DENTON (UNT), Texas —This spring will bring a special anniversary for the University of North Texas – 100 years of awarding four-year bachelor’s degrees.
In 1919, five students became the first to receive four-year bachelor’s degrees from what was then called North Texas State Normal College.
During spring commencement ceremonies May 9 – 11 (Thursday – Saturday), more than 4,800 students are expected to receive bachelor’s, master’s or doctoral degrees from UNT.
The ceremonies will be held on the UNT campus in the Coliseum, 600 Avenue D, and in the Murchison Performing Arts Center, 2100 N. I-35 East, in Denton.
See the schedule of individual college ceremonies online. Watch live streams of the ceremonies in the Coliseum and Murchison.
Graduates, their guests and the entire UNT community of current students, faculty and staff also are invited to the Graduation Block Party, an event filled with commemorative giveaways, food trucks, live music, photo ops and fireworks. The party to celebrate the accomplishments of UNT’s newest alumni is from 5:30 to 9 p.m. May 10 (Friday) along Highland Street, on the Union South Lawn and in the Library Mall on the UNT campus. Graduates should bring their tassel and UNT ID to receive a free graduation gift and be entered into giveaway drawings. UNT graduates for the academic year, including summer graduates and fall 2018 graduates, are all welcome to attend.
Commencement story Ideas: For press passes or interviews, contact Heather Noel at Heather.Noel@unt.edu or 940-369-8218. For UNT commencement coverage, stories of interest include:
A century of bachelor’s degrees – The five pioneering students in 1919 received their bachelor’s degrees in education. The four-year degrees represented a turning point for the university, which was founded in 1890 as a teacher training school. Today, UNT is one of the nation’s largest public research universities with 38,000 students who choose from 230 programs — many nationally and internationally recognized — to pursue their goals of becoming teachers, artists, engineers and everything in between.
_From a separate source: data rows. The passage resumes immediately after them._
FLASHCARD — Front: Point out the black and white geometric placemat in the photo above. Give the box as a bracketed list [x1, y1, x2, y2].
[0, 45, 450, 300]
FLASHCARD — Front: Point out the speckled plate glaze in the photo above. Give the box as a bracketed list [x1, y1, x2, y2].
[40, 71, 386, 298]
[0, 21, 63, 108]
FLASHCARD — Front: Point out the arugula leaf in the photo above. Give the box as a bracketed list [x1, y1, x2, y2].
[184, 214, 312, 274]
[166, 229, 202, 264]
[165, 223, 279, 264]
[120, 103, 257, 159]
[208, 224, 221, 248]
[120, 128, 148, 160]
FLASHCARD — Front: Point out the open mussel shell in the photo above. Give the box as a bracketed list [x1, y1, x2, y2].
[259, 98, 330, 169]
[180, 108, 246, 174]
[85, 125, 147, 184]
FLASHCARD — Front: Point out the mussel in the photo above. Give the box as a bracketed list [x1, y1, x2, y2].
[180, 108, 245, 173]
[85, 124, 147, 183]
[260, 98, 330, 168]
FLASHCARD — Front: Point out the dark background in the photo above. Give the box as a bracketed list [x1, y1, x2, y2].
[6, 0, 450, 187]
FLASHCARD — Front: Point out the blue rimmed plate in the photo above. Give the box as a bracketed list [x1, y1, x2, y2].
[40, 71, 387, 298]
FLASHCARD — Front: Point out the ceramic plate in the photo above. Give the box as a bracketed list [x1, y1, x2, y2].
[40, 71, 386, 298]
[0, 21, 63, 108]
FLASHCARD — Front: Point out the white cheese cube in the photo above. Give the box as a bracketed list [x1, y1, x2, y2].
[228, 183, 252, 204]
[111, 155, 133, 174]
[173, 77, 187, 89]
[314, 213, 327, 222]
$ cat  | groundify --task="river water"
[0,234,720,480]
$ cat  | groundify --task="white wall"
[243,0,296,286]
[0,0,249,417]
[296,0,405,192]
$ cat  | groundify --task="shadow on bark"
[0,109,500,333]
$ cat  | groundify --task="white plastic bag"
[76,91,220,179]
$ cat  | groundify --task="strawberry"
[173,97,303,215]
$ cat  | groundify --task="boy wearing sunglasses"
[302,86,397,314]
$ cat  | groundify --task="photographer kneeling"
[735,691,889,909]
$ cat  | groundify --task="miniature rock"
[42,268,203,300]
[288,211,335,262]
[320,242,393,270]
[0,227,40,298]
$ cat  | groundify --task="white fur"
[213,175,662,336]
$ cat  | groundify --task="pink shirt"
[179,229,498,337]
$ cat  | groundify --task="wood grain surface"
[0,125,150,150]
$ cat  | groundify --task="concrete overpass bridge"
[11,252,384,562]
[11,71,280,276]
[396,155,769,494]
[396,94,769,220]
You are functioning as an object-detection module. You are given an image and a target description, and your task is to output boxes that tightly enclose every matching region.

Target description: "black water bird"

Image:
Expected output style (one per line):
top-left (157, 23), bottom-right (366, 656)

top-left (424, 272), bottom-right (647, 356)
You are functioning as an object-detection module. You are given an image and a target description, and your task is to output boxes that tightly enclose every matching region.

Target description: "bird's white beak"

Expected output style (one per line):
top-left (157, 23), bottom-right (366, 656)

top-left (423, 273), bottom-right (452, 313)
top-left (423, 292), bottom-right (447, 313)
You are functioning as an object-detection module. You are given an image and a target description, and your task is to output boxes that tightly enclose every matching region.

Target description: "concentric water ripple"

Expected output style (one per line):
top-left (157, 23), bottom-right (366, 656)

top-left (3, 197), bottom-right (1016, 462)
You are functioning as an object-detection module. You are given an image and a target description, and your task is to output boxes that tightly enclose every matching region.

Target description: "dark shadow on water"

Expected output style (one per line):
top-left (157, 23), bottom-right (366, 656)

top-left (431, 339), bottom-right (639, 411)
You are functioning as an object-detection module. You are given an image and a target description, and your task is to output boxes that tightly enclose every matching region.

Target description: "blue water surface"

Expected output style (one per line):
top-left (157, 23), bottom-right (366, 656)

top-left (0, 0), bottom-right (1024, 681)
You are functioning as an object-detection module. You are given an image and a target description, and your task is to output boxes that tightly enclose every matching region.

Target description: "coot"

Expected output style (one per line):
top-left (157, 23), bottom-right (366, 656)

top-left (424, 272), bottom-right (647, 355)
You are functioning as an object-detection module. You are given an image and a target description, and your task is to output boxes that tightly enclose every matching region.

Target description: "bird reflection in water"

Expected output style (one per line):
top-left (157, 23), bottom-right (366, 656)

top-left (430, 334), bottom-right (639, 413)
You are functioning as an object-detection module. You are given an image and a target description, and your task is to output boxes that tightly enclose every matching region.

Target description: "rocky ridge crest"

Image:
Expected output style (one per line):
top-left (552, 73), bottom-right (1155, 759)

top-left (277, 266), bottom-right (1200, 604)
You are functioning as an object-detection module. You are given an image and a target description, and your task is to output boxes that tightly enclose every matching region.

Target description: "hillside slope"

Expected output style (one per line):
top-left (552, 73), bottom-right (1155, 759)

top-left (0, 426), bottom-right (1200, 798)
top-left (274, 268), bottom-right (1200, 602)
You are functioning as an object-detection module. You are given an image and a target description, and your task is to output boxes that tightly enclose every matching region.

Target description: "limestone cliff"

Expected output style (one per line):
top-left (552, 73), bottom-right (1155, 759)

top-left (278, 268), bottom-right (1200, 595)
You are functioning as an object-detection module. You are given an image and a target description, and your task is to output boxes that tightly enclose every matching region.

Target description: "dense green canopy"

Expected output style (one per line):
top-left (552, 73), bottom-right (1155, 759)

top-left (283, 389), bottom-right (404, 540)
Mason Bynes is a musician and composer who has overcome great obstacles while at UNT. Just three years ago, she almost gave up on music after a car accident resulted in the loss of two of her fingers. With the help of prosthetics, she’s been able to play piano again and she’s looking forward to a career composing music for films and media. She recently accepted a scholarship to pursue a master’s degree at The Boston Conservatory at Berklee.
Anna McKee was the first woman to win IBM’s collegiate coding contest, Master the Mainframe, last year – and she won it again this year. The information systems and decision sciences major plans to work in the technology industry where she hopes to inspire young women to get into the STEM field.
David Yue made history at UNT’s Texas Academy of Mathematics and Science as the first TAMS student to be named a Truman Scholar finalist. At 18, he’s already been published in peer-reviewed research journals, founded a STEM nonprofit and competed in an international astronomy and astrophysics competition in Beijing.
Stephon Bradberry used faith, family and friends to overcome depression and pursue his degree in integrative studies. He helped reshape the political structure of the Black Student Union as its president and has been a champion for equity and diversity on campus. He plans to start a master’s program in political communication in the fall at American University.